Mais ce n'est toutefois pas à cette singularité-là que le roman de Baxter doit son titre. Les singularités dont il est ici question relèvent de la physique : celle des trous noirs. Dans ce roman, les protagonistes jouent avec des trous noirs comme des gamins jouent aux chiques. Michael Poole a créé des singularités stables et en a envoyé une dans l'avenir à la remorque d'un vaisseau relativiste, créant ainsi un tunnel temporel. Malheureusement, celui-ci débouche sur une époque où l'Humanité a été asservie par les Qax. Baxter se prend alors à jouer un curieux jeu dans le domaine du romanesque : celui des contingences. Sans en abuser mais en les explicitant clairement. Il faut bien admettre que cela renforce l'historicité de son futur. Les premiers à surgir dans le passé sont les Amis de Wigner, sur un étrange vaisseau de terre surmonté des pierres mégalithiques de Stonehenge et bourré de singularités au moyen desquelles ils envisagent de transformer Jupiter en une singularité nue, animé d'un dessein anthropique. Ils soutiennent, espèrent et croient que l'humanité a un rôle à jouer dans le destin de l'univers, rien de moins. Pour ce faire, ils ont plongé dans le passé au nez et à la barbe de l'occupant Qax plutôt furieux, qui craint d'être ainsi frappé dans son propre passé.

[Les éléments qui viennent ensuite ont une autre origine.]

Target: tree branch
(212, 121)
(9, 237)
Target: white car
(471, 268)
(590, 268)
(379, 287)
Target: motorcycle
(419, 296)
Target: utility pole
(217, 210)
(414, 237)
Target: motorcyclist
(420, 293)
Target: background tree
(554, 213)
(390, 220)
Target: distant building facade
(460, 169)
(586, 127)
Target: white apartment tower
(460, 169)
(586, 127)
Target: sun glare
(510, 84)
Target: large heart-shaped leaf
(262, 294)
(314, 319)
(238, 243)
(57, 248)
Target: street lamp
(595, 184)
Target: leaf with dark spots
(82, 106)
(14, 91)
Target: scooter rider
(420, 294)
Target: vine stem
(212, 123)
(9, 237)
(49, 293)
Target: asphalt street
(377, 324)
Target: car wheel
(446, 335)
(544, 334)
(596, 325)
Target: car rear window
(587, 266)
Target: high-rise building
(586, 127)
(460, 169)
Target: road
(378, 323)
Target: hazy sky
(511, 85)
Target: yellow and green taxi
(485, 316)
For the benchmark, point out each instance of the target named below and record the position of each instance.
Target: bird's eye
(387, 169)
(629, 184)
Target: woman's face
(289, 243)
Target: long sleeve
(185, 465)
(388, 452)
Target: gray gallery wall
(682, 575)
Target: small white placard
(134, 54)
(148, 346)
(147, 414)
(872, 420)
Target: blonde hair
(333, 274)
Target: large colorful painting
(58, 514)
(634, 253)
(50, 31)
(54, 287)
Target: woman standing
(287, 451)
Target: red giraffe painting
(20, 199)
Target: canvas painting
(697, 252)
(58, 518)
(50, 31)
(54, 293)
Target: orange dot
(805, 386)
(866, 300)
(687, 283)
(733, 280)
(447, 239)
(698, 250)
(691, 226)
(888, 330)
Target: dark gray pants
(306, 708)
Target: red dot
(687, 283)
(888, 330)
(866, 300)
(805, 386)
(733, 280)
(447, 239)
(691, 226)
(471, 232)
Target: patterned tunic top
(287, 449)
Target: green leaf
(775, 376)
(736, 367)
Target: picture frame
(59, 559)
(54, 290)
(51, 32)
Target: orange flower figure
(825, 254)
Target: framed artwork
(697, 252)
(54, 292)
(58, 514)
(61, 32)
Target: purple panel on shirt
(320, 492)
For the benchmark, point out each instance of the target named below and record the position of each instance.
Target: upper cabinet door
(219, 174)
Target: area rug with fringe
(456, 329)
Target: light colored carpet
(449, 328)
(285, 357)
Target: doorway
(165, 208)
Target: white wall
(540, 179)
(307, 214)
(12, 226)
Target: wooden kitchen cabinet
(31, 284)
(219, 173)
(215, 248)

Les Qax de l'ère d'occupation installent un second trou de ver vers le futur, deuxième barreau à l'échelle d'où émerge un Qax bien plus vindicatif à l'égard de l'humanité car, dans ce futur-là, un humain, Bolder, aura signé la perte des Qax et la destruction de leur monde. Ce Qax-là est bien décidé à engager la guerre temporelle afin d'éradiquer les humains avant qu'ils ne nuisent trop. Il arrive de l'avenir avec deux Splines, des astronefs vivants, et Jasoft Parz, un humain tenant le sale rôle d'un « Pétain » de l'ère d'occupation Qax. Miriam Berg, qui est revenue contrainte et forcée dans le passé avec les Amis, en appelle à son ex, Michael Poole, qui coulait des jours paisibles dans les limbes du système solaire, loin de l'agitation du monde, pour tenter d'empêcher les Amis de commettre leur folie. Tout ce joli monde va se battre dans les parages de Jupiter, notamment en tirant des singularités comme au lance-pierre…

En écrivant plus court qu'il ne le fait aujourd'hui, Stephen Baxter donnait des romans plus compacts, menés tambour battant. Ce space opera remontant à l'aube de sa carrière (1992, donc) fait preuve d'une véritable débauche d'effets pyrotechniques et l'on voit, à lire le tristounet et mollasson Déluge, qu'il ne s'est nullement bonifié avec l'âge. La chronologie de l'univers des Xeelees qui nous est livrée en fin de volume, où sont positionnés tous les textes de Baxter écrits jusqu'à présent s'y référant, est du plus haut intérêt car elle permet d'avoir une vue d'ensemble de cette colossale histoire du futur. Il ne nous reste plus qu'à saliver en attendant Flux à la fin de l'année, puis Ring.